Dans ce quinzième épisode, nous allons parler de deux nouvelles de Mike Resnick (une très courte, une d’une taille conséquente) et d’une autre de Nancy Kress. Sachez que vous pouvez, par ailleurs, retrouver les anciens épisodes de cette série d’articles sur cette page ou via ce tag.

Le dieu pâle – Mike Resnick

Je vous ai déjà parlé de Mike Resnick, en 2017 dans le septième numéro de l’Œil d’Apophis, et en 2019 dans mon Guide de lecture du Planet Opera. Mais si je vous ai démontré que c’était un excellent romancier, je ne vous ai pas encore parlé de ses nouvelles, également très intéressantes. Je vais donc vous en présenter deux dans cet article, et je vous reparlerai de l’auteur dans des épisodes ultérieurs de l’Anthologie Apophienne. Commençons par Le dieu pâle, nouvelle de quatre pages seulement mais à la puissance colossale, que l’on peut trouver dans l’excellent recueil Sous d’autres soleils (qui n’est plus réédité depuis longtemps mais se trouve aisément d’occasion). Ladite divinité comparaît devant un conseil des déités suprêmes des différents peuples africains, qui l’accusent des crimes de Paix, Vie, Miséricorde, Amour, Compassion et Espoir. Avant qu’il ne prononce sa sentence, Anubis tient à entendre la défense de celui qui a envahi le continent. Et là…

Le dieu pâle, charge anticléricale sans compromis mais d’une rare intelligence dans sa facture (on devrait la faire lire à tous les auteurs français de Fantasy qui tentent la même chose avec une confondante balourdise !), est un bijou d’écriture, un modèle dans la forme très courte, à la fin d’une rare puissance. C’est sans conteste la seconde meilleure nouvelle d’un recueil qui compte pourtant une écrasante majorité de textes de très haut niveau. C’est dire !

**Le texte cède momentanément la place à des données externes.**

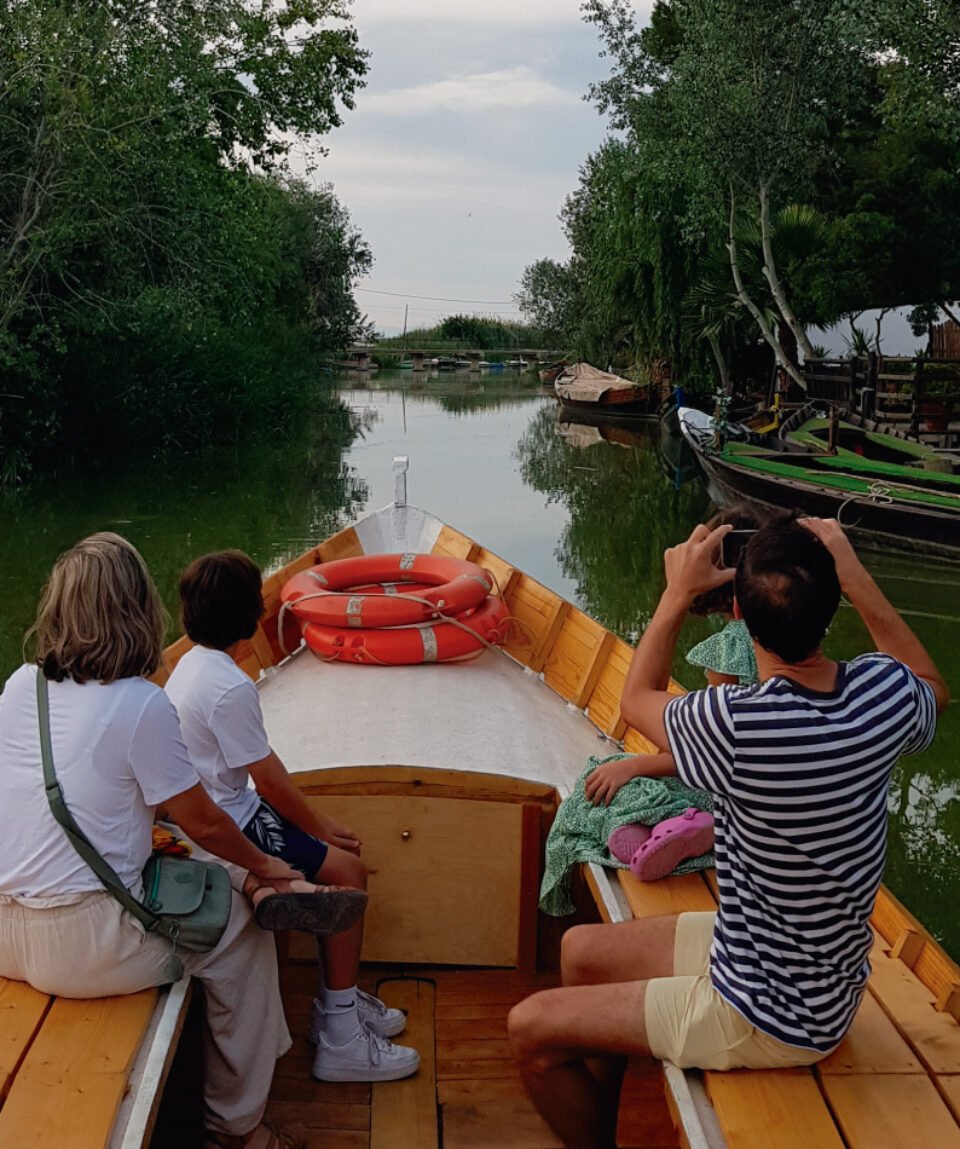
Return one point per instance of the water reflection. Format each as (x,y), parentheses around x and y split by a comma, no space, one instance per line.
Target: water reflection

Sept vues sur la gorge d’Olduvaï – Mike Resnick

Et la meilleure nouvelle (ou plutôt novelette, vu qu’elle atteint les 65 pages) de Sous d’autres soleils (je précise qu’on peut également la lire dans le numéro 8 de la revue Galaxies) est sans conteste Sept vues sur la gorge d’Olduvaï, qui a d’ailleurs été couronnée, excusez du peu, par un Hugo et un Nebula ! L’histoire se déroule dans un très lointain futur. L’Homme s’est répandu dans l’espace, colonisant un million de planètes, détruisant les espèces qui osaient lui résister, obligeant les autres à parler sa langue, maintenant la Voie Lactée sous sa poigne de fer pendant 17 000 ans, avant que son empire ne s’étiole et que sa race ne disparaisse. Quatre millénaires plus tard, une expédition scientifique formée de plusieurs races extraterrestres visite la Terre, et plus précisément la Gorge d’Olduvaï en Tanzanie, le lieu où la race humaine est supposée être apparue lors de la Préhistoire. L’un des aliens a un pouvoir psychique qui lui permet de revivre les événements marquants qui se sont déroulés à proximité d’un objet. En examinant sept de ceux qui se trouvent dans la gorge, il va reconstituer l’Histoire humaine, et enfin comprendre, au plus profond de lui-même, comment l’Humain a pu dominer si facilement et laisser une si profonde marque sur la galaxie. Il va ainsi être témoin de la nature meurtrière, esclavagiste, colonisatrice et rapace, intolérante et raciste, destructrice des écosystèmes, sans scrupules et jusqu’au-boutiste de cette espèce, avant de comprendre que l’Histoire n’est qu’un éternel recommencement !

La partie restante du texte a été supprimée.